Highland Copper Co. has acquired Kennecott Exploration Co. and Rio Tinto Nickel Co.’s (RTX) mineral properties covering approximately 447,842 acres in Michigan’s Upper Peninsula in the U.S. The UPX Properties were acquired by Highland’s wholly owned subsidiary, UPX Minerals Inc., on May 30. The consideration for the acquisition is $18 million. RTX has retained a 2% net smelter return royalty (the NSR) on all mineral interests. Highland has an option to buy-down half of the 2% NSR by paying $8 million to RTX.

In addition to the UPX Properties, the acquisition includes all financial, geological, geophysical, geochemical, environmental and other technical information related to the properties, including maps, geophysical and geochemical surveys, drill core, and other technical and operational information generated by RTX.

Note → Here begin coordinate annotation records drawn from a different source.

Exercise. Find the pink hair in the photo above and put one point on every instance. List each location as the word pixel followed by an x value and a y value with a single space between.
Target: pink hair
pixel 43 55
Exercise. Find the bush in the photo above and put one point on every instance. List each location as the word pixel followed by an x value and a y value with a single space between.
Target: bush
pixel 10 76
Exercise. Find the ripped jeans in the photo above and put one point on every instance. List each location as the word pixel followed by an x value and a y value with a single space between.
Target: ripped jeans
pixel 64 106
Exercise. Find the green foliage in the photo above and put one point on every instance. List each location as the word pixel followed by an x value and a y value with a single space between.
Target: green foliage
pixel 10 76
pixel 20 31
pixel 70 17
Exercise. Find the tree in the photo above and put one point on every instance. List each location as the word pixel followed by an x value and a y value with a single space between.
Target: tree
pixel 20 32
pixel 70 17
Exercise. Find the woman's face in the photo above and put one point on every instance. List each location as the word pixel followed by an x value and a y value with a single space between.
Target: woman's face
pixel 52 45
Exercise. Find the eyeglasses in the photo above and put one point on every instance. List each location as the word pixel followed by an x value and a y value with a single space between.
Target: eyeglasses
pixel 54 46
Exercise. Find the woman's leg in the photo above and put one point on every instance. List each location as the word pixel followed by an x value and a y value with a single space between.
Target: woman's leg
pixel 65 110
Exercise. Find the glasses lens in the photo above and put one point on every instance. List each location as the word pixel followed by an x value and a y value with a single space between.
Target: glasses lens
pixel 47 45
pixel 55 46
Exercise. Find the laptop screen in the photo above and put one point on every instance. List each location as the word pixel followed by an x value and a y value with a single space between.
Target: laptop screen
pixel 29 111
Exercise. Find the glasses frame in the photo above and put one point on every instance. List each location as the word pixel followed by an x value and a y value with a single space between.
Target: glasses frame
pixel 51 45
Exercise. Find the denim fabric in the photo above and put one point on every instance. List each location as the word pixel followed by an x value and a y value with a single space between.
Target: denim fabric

The acquisition of the UPX Properties establishes Highland as a dominant mining exploration and development company in the Upper Peninsula of Michigan and offers the opportunity to build a pipeline of projects that could be developed in the future. Since 2003, the UPX Properties have been subject to more than 69,500 line-miles of detailed airborne geophysical surveys as well as 147 diamond drill holes. Almost all of the RTX exploration effort was focused on Ni-Cu targets, and the program ultimately led to the discovery of the Eagle mine.

The land package covers the extension into Michigan of the Wawa-Abitibi geological Subprovince, which is part of the Superior Province of the Canadian Shield. The Superior Province is a geologically distinct Archean (>2.5 billion years old) province that stretches from Quebec through Ontario and into Minnesota and Michigan in the U.S., and is well-known for its mineral endowment.

Previous exploration work has identified the potential for several mineral deposit types on the UPX Properties, including nickel-copper massive sulphides in Mesoproterozoic rocks, orogenic gold in Archean greenstone belts and zinc-copper in Paleoproterozoic sediments. The Archean and Proterozoic rock assemblages are separated by the Great Lakes Tectonic zone, a large crustal boundary in the Marquette area that is 2.4 km wide.

Exploration work planned for the next 12 months includes compilation of all available data to better understand the potential of the various properties. The work program will also include field mapping and soil surveys along with ground geophysics. A reinterpretation of available geophysical data will also be carried out with emphasis on the understanding of the various geological environments. Budgeted expenditures for this exploration phase are approximately $1.5 million. Some targets may be ready for drill testing in 2018.

“Although the company’s focus remains the Copperwood project, we believe that our new exploration package is highly prospective given that, for many of the targeted commodities, the region has been under-explored,” said Denis Miville-Deschênes, president and CEO of Highland. “The acquired properties also represent a significant project pipeline for the future.”